Netbeheer Nederland heeft, ondersteund door Berenschot en Kalavasta, de vier integrale klimaatneutrale toekomstscenario’s voor het Nederlandse energiesysteem in 2050 geactualiseerd. De uitkomsten laten een flinke elektrificatie zien, noodzaak voor opschaling van flexibiliteitsmiddelen en een rol voor klimaatneutrale waterstof als grondstof en back-up.
Mogelijke transitiepaden
Conform afspraken in het Klimaatakkoord voeren de gezamenlijke netbedrijven periodiek korte (IP2024) en lange (II3050) integrale infrastructuurverkenningen uit. Door middel van deze scenariostudies schetsen ze een beeld van de mogelijke transitiepaden om tot een klimaatneutraal energiesysteem te komen. Aanleg van de energie-infrastructuur kent een lange aanlooptijd, onder meer vanwege afstemming over ontwikkeling van vraag en aanbod, tracébesluiten en vergunningstrajecten. Elektriciteitskabels, het (regionale) waterstofnet en andere energie-infrastructuur moeten bovendien vele jaren mee gaan; ook in de (onzekere) toekomst willen netbeheerders leveringszekerheid kunnen garanderen.

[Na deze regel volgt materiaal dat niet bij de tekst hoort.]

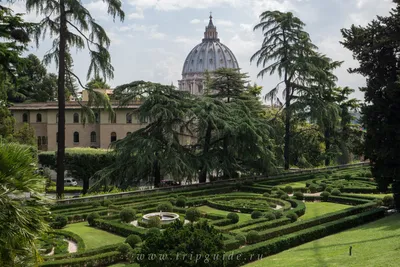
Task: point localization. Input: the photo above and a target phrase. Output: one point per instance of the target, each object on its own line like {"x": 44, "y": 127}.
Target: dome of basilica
{"x": 209, "y": 55}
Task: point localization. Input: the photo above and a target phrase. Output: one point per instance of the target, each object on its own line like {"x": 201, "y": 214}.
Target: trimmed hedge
{"x": 73, "y": 237}
{"x": 119, "y": 228}
{"x": 276, "y": 245}
{"x": 103, "y": 259}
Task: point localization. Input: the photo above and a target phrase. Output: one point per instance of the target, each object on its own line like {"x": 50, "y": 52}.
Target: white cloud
{"x": 151, "y": 30}
{"x": 136, "y": 15}
{"x": 195, "y": 21}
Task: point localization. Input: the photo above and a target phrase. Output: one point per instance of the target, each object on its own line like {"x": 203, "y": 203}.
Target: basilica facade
{"x": 209, "y": 55}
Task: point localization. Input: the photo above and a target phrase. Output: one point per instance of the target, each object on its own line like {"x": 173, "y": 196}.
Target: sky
{"x": 153, "y": 41}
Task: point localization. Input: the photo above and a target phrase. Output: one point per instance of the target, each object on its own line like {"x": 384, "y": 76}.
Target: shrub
{"x": 325, "y": 195}
{"x": 336, "y": 192}
{"x": 106, "y": 202}
{"x": 270, "y": 216}
{"x": 153, "y": 231}
{"x": 133, "y": 240}
{"x": 127, "y": 215}
{"x": 278, "y": 214}
{"x": 256, "y": 214}
{"x": 280, "y": 193}
{"x": 233, "y": 217}
{"x": 180, "y": 202}
{"x": 124, "y": 249}
{"x": 284, "y": 197}
{"x": 313, "y": 188}
{"x": 298, "y": 195}
{"x": 192, "y": 214}
{"x": 241, "y": 238}
{"x": 96, "y": 204}
{"x": 91, "y": 218}
{"x": 289, "y": 189}
{"x": 388, "y": 201}
{"x": 154, "y": 222}
{"x": 59, "y": 222}
{"x": 252, "y": 237}
{"x": 292, "y": 216}
{"x": 166, "y": 206}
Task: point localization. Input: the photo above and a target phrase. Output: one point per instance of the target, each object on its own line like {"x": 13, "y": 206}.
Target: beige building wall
{"x": 43, "y": 118}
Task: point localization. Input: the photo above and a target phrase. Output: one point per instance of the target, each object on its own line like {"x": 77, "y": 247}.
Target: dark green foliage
{"x": 292, "y": 216}
{"x": 270, "y": 216}
{"x": 241, "y": 239}
{"x": 166, "y": 206}
{"x": 380, "y": 117}
{"x": 289, "y": 189}
{"x": 325, "y": 195}
{"x": 233, "y": 217}
{"x": 256, "y": 214}
{"x": 200, "y": 239}
{"x": 59, "y": 222}
{"x": 388, "y": 201}
{"x": 133, "y": 240}
{"x": 92, "y": 217}
{"x": 252, "y": 237}
{"x": 193, "y": 214}
{"x": 154, "y": 222}
{"x": 181, "y": 202}
{"x": 96, "y": 204}
{"x": 313, "y": 188}
{"x": 124, "y": 249}
{"x": 298, "y": 195}
{"x": 127, "y": 215}
{"x": 107, "y": 203}
{"x": 278, "y": 214}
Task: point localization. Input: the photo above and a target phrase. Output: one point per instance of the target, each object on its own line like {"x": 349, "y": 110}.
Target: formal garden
{"x": 255, "y": 218}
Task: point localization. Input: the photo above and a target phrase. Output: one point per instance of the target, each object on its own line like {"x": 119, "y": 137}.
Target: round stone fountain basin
{"x": 165, "y": 217}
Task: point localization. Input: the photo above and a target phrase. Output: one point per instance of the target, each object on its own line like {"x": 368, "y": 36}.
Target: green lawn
{"x": 242, "y": 216}
{"x": 93, "y": 237}
{"x": 315, "y": 209}
{"x": 373, "y": 195}
{"x": 375, "y": 244}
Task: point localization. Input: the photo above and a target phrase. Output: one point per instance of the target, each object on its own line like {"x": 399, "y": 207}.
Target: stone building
{"x": 209, "y": 55}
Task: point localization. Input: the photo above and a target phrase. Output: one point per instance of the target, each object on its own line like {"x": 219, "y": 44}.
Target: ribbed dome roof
{"x": 210, "y": 54}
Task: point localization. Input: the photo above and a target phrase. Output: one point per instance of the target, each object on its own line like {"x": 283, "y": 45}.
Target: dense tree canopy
{"x": 377, "y": 48}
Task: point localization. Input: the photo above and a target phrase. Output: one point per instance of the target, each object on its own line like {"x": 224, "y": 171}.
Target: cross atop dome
{"x": 211, "y": 31}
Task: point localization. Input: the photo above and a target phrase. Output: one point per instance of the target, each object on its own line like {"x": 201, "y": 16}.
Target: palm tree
{"x": 287, "y": 50}
{"x": 70, "y": 24}
{"x": 21, "y": 219}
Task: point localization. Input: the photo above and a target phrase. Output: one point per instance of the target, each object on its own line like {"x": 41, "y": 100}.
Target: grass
{"x": 295, "y": 184}
{"x": 93, "y": 237}
{"x": 373, "y": 195}
{"x": 373, "y": 244}
{"x": 315, "y": 209}
{"x": 242, "y": 216}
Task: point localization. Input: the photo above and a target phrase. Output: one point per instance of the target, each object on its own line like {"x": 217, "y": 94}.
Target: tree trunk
{"x": 286, "y": 152}
{"x": 157, "y": 173}
{"x": 206, "y": 148}
{"x": 327, "y": 136}
{"x": 85, "y": 187}
{"x": 61, "y": 103}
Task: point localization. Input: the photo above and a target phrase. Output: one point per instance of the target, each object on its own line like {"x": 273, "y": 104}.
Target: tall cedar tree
{"x": 377, "y": 48}
{"x": 288, "y": 50}
{"x": 71, "y": 25}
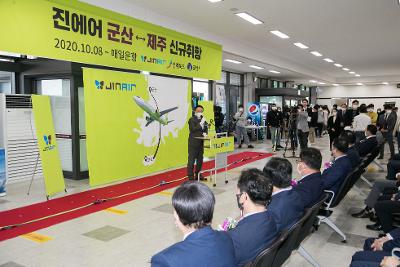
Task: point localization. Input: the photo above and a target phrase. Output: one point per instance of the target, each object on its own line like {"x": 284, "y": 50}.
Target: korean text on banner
{"x": 47, "y": 144}
{"x": 80, "y": 32}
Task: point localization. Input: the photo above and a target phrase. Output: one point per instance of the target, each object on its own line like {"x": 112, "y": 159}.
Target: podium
{"x": 217, "y": 147}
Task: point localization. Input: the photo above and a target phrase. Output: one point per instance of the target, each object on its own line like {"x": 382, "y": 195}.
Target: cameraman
{"x": 302, "y": 126}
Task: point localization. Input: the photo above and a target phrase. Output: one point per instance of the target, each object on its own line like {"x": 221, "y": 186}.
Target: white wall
{"x": 376, "y": 94}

Om deze veranderingen het hoofd te bieden, hebben de netbeheerders met de andere partijen in het Klimaatakkoord afgesproken om een integrale infrastructuurverkenning 2030-2050 uit te voeren. De eerste editie hiervan is door Berenschot en Kalavasta opgesteld. In de loop van 2022 en 2023 is deze studie geüpdatet, met onder meer een verkenning naar omschakeling van het flexibel regelvermogen van aardgas naar waterstof.
Elektrificatie en duurzame gassen
De scenario’s tonen vier beelden van Nederland, die van elkaar verschillen met betrekking tot het schaalniveau waarop de sturing van de energietransitie vooral plaatsvindt: decentraal, nationaal, Europees of internationaal, en hoe burgers en bedrijven daar op reageren. Alle scenario’s gaan uit van een grootschalig aanbod aan duurzame elektriciteit, vooral wind- en zonne-energie. De uitkomsten laten een flinke elektrificatie zien, noodzaak voor opschaling van flexibiliteitsmiddelen en een rol voor klimaatneutrale waterstof als grondstof en back-up. Dit wordt afhankelijk van het scenario aangevuld met duurzame warmte, groen gas en CCS, import van waterstof, biomassa of nog meer elektrificatie.
Speelveld
De scenario’s zijn niet bedoeld als keuzes, maar geven mogelijke ontwikkelingsrichtingen aan. De korte- en langetermijnscenario’s hebben echter gemeen dat een forse opschaling van totaalvolume aan infrastructuur noodzakelijk is. Afhankelijk van keuzes in binnen- en buitenland en technologische ontwikkelingen zal duidelijker worden waar en wanneer wat nodig is.
De update van II3050 laat verder zien dat er noodzaak is voor snelle opschaling van flexibiliteitsmiddelen en opslag van duurzame gassen om het sterk geëlektrificeerde energiesysteem te kunnen balanceren. Opwek uit zon en wind is namelijk zeer weersafhankelijk. Verder toont de studie aan welk ruimtebeslag nodig is en wordt een oproep gedaan aan alle overheidslagen om tijdig benodigde ruimte te reserveren, bijvoorbeeld voor het plaatsen van nieuwe transformatorhuisjes.
Regelbaar vermogen 2035
Berenschot heeft samen met TNO locaties met regelbaar vermogen in 2035 geanalyseerd en daarbij ingeschat welke gascentrales technisch gezien het meest kansrijk zijn voor ombouw tot waterstofcentrale. Uit deze analyse blijkt dat 58% van de huidige gascentrales en ook 58% van het volume aan regelbaar vermogen goed om te bouwen is. Technisch haalbaar betekent niet dat het economisch haalbaar is. Daarvoor spelen vele andere factoren een rol, die niet onderzocht zijn. De resultaten uit deze analyse zijn verwerkt in de update van de II3050.